Just like what John McLaughlin says in his story “The Middle East conflict with 3 dimensions,” USA Today, 6 April 2015, never in modern times has the Middle East been so chaotic. The Islamic State has built a nominal “caliphate” in big parts of Syria and Iraq, eliminating the border between the two countries established in WWI; Saudi Arabia and Iran both are against Islamic State, but other issues are there in both Syria and Yemen. In Yemen, the government supported by Saudi has fallen to Iranian-backed rebels. Egypt is militarily striking back against extremists in Libya and has been allied with Saudi Arabia in Yemen against Iranian rebels. When Iran and Saudi Arabia, the leaders of the two religious sides Shia and Sunni are battling each other. All adds up to a conflict with five dimensions. Arabs vs. Persians, terrorists vs. regimes, terrorists vs. each other, Sunnis vs.

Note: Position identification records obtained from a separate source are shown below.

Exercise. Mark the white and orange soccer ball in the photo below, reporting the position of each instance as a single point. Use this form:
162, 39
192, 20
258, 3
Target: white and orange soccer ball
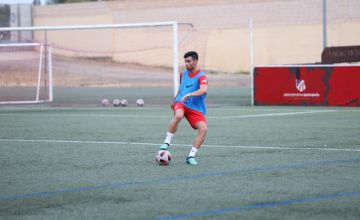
140, 102
163, 157
116, 102
123, 102
105, 102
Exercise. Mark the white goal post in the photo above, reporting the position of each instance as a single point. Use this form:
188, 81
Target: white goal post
23, 75
45, 29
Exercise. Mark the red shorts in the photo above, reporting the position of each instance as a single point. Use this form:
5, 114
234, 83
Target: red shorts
191, 115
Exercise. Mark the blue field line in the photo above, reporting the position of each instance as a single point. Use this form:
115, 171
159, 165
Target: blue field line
260, 205
178, 178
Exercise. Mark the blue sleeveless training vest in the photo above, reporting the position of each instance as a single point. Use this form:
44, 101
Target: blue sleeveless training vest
188, 85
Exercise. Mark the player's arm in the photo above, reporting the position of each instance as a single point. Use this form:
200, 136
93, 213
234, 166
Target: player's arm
180, 77
201, 91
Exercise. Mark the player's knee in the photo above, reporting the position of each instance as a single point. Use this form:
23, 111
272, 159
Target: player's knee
203, 129
179, 116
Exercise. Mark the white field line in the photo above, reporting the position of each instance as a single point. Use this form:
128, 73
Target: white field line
210, 117
273, 114
186, 145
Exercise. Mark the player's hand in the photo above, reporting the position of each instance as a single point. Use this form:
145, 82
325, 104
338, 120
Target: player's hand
185, 97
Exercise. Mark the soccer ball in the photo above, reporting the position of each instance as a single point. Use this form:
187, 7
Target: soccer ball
163, 157
105, 102
140, 102
116, 102
123, 102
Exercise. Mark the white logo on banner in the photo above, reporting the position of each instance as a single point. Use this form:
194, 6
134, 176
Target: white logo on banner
300, 85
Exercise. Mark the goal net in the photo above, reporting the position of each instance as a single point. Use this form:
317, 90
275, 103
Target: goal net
25, 73
112, 61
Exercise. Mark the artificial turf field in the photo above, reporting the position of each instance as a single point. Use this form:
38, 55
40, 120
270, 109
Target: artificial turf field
256, 163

Shias, democracy vs. authoritarian.

Beginning in the late 15th century, Europeans led expeditions across the world in an attempt to expand their territory and power. During this time, they exerted not only political and economic influence upon the lands they discovered and claimed, but also socio-cultural, and, most importantly, religious influence. This historical process that lasted for almost four centuries until the 20th century is known as colonialism. European colonial powers artificially created states according to their own imperial needs, and implemented a widespread sectionalist policy as to effectively govern their colonies as well as the indigenous population, leaving a legacy of bitter religious and political conflict.

For example, by establishing a new government of their own in Lebanon, France drew borders around the nation within which their Maronite allies would become the population majority and eventually assume socio-economic and political power over the Druze, Shia, and Sunni Muslims. As a result, Lebanon is now festered with sectarian conflicts that are becoming more and more intense with the deteriorating economy. Yemen is no exception to such issues, as exemplified by the aggressive antagonism between Saudi Arabian monarchs, comprised mostly of Sunnis, and Iran-allied Houthi rebels, comprised mostly of Shias.

The Shia-Sunni conflict is the one of many consequences of European colonial policies that endorsed sectarianism in the Mid East. Thus, the political and religious chaos that inhabit the Mid East today, as represented by the dispute between and amongst various ideologies, groups, and denominations like the Christians, Catholics, and the Islamists, can be attributed to a history of wrongful domination by European colonialists.